Jerry Brindisi, AEMM faulty member and Curriculum Committee chairman, said the workshop’s impetus was the Music Department’s collaboration with German music school PopAkademie, leading to a re-envisioning of a camp they offer.

Brinidisi worked with AEMM faculty members Justin Sinkovich and Shawn Murphy, along with Chuck Webb and Gary Yerkins of the Music Department, in addition to Shapera, who kept everything moving.

Yerkins said the class was modeled after a previous AEMM collaboration with the Music Department’s Contemporary, Urban and Popular Music degree program, which he directs.

“The classes were meant to feel like working professionally under deadline as part of a team with common goals and outcomes, [and] all the music, creativity and ideas should be coming from the students,” Yerkins said.

Class members filled out forms indicating whom they would want to play with, formed bands on the spot and got to work the next day, Yerkins said. The groups’ sounds ranged from hip-hop and R & B to folk-pop. Students were free to experiment.

“Part of the concept is the mystery; you don’t know what’s going to happen,” Yerkins said. “You just sort of shuffle the cards, and it turns out with a lot of surprises as the week progresses.”

The bands, including Flashgasm, Ha Ha, No! and Das Ist This, came together quickly while AEMM students attacked the promotional side through a series of simulation games meant to identify and test their skills. Then they created marketing plans for the bands participating in the workshop.

“[The workshop], as a wrap-up course to incorporate everything I’d learned at Columbia and then summarize it into a one-week course at the very end, was perfect for me,” said Matthew McGraw, AEMM alumnus, who took the course as a senior.

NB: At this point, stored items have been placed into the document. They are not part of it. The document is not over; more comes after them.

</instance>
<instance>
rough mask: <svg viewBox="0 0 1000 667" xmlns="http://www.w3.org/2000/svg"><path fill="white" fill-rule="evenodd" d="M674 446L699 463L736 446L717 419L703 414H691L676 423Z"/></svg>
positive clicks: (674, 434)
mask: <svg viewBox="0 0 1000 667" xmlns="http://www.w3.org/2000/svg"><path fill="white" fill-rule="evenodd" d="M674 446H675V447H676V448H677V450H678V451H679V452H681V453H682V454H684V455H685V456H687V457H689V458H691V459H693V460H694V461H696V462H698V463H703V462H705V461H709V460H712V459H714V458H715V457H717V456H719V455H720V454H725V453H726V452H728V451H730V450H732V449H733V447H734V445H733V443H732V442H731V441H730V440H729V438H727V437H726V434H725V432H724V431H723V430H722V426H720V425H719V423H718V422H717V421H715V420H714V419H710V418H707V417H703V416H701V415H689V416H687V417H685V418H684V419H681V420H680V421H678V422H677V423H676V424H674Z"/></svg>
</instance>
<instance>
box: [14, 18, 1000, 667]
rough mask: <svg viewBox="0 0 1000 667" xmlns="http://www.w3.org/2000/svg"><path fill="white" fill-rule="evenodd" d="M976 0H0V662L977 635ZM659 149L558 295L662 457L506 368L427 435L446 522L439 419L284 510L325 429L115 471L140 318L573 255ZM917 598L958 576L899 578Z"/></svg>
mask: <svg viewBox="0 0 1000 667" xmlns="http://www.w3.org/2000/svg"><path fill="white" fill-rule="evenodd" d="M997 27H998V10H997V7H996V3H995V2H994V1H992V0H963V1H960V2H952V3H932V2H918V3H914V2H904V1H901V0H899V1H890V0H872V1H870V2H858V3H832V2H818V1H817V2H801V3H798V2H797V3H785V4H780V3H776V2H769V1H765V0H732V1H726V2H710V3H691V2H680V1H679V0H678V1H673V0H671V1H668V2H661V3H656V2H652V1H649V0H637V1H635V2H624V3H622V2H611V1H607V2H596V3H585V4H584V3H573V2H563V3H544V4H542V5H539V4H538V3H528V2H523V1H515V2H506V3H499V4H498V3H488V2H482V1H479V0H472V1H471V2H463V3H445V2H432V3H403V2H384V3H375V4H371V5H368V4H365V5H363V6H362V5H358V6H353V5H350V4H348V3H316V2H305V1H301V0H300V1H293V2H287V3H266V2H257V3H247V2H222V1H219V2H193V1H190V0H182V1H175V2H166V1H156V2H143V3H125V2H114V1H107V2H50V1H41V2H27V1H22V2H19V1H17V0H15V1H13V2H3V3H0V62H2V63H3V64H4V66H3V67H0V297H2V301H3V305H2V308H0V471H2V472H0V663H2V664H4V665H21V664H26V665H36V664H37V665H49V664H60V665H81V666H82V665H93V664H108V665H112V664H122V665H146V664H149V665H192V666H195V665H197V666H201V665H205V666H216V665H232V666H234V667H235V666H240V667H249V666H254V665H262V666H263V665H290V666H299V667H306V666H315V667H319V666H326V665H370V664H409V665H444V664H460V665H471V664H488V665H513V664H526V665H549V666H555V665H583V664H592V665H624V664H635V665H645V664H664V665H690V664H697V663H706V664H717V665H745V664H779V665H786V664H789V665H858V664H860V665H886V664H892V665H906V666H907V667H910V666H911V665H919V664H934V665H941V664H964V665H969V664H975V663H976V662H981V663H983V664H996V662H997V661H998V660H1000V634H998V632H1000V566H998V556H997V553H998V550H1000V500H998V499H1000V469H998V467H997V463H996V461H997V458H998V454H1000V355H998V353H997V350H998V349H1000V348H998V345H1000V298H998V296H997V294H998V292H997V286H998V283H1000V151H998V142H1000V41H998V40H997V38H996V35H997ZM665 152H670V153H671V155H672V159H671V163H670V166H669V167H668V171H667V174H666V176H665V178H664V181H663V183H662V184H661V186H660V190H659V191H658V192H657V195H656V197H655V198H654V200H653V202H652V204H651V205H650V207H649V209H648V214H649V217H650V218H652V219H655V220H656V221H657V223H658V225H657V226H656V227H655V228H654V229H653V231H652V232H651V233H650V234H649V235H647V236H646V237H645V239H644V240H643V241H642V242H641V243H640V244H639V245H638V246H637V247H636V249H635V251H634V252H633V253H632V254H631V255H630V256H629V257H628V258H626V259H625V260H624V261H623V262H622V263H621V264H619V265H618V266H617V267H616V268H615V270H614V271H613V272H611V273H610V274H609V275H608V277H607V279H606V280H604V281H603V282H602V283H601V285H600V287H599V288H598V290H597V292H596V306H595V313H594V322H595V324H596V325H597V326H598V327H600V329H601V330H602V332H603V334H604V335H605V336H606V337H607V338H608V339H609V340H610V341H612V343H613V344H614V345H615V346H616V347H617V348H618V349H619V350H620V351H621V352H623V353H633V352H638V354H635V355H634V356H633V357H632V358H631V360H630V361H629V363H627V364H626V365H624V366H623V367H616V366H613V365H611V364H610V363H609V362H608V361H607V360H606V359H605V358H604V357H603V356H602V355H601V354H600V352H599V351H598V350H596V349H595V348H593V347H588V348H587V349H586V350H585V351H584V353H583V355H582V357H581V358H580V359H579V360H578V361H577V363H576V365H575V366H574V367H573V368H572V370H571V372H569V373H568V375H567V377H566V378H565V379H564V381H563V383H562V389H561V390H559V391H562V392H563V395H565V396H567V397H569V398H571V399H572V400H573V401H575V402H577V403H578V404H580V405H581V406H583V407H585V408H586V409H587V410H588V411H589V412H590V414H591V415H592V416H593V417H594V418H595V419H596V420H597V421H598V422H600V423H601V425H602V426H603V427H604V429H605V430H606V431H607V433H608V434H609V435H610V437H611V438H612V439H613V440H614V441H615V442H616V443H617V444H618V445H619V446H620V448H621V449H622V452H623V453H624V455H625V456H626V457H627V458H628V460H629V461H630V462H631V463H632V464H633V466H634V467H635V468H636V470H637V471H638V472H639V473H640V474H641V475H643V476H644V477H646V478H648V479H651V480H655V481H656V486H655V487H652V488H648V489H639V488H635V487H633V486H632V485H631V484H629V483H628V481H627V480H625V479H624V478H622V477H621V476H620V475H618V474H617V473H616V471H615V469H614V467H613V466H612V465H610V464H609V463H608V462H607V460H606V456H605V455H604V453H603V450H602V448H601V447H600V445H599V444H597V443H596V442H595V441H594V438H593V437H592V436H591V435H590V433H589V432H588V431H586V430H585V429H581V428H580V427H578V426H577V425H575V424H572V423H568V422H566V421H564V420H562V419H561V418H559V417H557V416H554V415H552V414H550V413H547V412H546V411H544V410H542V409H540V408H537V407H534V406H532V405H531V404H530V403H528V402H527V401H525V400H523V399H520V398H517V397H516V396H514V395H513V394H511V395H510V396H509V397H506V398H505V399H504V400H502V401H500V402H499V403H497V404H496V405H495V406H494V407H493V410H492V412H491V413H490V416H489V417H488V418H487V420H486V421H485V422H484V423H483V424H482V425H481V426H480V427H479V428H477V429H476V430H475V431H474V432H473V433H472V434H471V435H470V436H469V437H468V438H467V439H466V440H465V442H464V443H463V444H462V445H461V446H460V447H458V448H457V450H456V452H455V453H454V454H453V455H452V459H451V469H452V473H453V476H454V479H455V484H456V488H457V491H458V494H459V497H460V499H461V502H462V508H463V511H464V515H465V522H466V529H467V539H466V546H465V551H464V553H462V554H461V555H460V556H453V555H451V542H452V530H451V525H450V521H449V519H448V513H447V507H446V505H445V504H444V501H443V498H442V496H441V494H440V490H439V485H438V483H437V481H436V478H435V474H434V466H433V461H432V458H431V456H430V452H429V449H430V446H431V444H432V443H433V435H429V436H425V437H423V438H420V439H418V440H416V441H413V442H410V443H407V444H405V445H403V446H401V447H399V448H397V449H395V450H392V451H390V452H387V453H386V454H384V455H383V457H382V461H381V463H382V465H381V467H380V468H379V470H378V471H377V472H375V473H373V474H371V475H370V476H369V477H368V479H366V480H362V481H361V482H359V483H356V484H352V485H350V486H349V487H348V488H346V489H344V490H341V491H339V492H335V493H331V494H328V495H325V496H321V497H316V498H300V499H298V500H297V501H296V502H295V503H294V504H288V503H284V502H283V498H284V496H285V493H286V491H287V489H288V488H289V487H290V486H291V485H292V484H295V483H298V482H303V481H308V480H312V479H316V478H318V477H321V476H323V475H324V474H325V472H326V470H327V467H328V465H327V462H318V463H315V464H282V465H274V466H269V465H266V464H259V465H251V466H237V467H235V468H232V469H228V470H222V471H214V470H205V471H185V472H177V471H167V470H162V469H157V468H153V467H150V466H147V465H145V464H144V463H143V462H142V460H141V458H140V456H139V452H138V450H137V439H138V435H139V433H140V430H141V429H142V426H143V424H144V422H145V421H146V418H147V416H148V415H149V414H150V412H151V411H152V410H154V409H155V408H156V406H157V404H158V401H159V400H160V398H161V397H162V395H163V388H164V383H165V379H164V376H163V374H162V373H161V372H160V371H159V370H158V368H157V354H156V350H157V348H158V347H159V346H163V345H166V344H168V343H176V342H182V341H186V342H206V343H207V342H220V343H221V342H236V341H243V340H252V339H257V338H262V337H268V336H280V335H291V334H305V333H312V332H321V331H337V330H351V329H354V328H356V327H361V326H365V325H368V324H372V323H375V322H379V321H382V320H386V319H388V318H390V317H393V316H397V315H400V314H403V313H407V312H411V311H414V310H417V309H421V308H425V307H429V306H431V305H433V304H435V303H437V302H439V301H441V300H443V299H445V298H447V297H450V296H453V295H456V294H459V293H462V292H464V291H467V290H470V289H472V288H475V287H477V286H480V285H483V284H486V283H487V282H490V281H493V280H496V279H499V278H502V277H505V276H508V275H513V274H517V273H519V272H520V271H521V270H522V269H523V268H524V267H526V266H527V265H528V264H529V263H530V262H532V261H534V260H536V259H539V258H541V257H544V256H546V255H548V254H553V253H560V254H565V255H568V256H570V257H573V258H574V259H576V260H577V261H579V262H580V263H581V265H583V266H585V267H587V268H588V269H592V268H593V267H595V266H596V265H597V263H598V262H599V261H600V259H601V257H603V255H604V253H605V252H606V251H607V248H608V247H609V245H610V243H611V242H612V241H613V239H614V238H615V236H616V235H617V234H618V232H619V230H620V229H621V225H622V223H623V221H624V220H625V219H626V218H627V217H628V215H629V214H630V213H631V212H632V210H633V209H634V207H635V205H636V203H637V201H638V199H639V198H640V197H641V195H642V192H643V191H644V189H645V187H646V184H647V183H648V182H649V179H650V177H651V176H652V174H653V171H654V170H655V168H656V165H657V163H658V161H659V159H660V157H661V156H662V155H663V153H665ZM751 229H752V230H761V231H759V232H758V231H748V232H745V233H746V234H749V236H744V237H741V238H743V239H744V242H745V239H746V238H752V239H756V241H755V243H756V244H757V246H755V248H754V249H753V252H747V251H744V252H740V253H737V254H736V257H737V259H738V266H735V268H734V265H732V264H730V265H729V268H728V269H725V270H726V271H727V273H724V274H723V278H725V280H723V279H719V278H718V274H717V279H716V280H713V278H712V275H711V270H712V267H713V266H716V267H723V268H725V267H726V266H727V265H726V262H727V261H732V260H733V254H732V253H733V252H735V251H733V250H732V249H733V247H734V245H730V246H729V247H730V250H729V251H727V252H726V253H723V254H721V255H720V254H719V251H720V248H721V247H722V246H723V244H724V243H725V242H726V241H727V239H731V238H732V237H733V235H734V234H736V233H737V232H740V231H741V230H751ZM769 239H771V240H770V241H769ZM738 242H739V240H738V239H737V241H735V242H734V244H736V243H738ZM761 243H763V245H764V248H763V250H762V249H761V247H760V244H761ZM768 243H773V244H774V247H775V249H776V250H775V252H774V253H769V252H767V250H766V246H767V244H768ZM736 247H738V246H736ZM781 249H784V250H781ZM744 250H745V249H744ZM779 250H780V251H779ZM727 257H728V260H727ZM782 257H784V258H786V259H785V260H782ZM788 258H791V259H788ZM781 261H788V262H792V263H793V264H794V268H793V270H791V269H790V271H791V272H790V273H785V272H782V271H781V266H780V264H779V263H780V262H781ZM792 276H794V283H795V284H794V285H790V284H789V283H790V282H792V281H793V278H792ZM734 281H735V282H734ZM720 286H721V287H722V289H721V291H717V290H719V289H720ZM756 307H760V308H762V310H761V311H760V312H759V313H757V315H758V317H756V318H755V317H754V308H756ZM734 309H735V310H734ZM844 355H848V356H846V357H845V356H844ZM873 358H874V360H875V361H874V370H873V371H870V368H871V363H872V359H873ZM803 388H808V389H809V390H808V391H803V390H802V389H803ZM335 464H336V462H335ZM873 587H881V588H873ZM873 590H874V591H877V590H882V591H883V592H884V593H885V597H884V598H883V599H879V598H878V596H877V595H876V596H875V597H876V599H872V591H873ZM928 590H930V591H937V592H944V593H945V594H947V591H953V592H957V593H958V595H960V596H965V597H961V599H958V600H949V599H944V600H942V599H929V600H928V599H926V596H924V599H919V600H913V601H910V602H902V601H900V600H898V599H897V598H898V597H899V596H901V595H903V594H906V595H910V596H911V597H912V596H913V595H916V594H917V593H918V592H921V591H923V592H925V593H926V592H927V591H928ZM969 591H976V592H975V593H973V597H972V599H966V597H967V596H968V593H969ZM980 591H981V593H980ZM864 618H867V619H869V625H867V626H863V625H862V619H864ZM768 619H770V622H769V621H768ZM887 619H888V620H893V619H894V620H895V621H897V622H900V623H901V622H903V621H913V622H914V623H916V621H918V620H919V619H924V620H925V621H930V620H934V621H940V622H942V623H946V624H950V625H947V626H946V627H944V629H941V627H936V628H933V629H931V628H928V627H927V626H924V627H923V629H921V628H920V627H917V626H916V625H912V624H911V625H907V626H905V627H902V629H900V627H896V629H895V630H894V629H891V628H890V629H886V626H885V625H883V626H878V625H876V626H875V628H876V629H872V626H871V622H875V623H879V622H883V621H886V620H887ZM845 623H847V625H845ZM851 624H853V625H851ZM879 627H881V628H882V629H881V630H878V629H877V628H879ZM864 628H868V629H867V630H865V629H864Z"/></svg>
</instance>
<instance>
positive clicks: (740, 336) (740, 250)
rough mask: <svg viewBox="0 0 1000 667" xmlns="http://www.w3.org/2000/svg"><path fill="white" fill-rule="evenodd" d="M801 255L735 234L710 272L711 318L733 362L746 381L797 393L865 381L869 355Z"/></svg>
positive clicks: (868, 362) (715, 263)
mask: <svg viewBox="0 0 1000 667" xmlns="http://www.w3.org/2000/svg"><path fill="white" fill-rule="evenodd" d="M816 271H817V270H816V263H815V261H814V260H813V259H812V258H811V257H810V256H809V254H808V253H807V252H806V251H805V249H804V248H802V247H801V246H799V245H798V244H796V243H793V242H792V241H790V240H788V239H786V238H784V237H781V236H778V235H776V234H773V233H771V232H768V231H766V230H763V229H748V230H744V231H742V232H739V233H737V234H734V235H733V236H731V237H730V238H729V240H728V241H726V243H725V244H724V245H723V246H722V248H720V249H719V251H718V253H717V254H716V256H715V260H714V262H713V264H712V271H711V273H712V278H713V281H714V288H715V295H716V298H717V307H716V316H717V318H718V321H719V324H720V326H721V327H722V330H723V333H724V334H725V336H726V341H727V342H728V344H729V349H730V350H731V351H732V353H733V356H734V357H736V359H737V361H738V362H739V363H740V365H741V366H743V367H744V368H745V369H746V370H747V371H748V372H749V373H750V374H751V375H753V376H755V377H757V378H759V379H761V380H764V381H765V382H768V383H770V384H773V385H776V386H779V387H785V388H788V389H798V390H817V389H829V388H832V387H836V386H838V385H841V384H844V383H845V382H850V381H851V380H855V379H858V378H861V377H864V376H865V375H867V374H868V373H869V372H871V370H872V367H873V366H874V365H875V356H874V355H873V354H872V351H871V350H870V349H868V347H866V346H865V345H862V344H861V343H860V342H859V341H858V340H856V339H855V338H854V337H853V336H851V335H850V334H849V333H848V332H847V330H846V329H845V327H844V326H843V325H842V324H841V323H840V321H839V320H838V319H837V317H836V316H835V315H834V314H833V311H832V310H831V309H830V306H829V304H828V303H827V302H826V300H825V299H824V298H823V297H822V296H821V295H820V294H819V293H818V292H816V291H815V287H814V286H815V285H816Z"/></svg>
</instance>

McGraw and his team worked with the group Ha Ha, No!, whom he met in the busy AAA studios.

“We had sessions going on in every studio that the school has and rehearsals going on … and mixing and editing happening in all of our mini-suites,” Yerkins said. “It’s the first time that we’ve used our facility in this way.”

McGraw said there was a bit of tension at the first meeting, but his internship experiences helped guide him through it. He wanted to keep things operating correctly on his end and create the trust necessary to reconcile the creative and business aspects.

“It’s crucial that there’s trust and loyalty between the manager and the artist, because if there isn’t that trust, nothing is ever going to work out,” McGraw said.

Yerkins enjoyed the workshop’s structure and the enthusiasm it inspired. He felt the class worked well at honing the skills of advanced students and could see the class going on in J-term or during the summer.

“The staff and all the people that worked on it just did a tremendous job, [and] we’re going to have a meeting and go over how we can make it even better next year,” he said.

That’s the sort of rich environment Columbia can offer, Shapera said, and he would like to see more.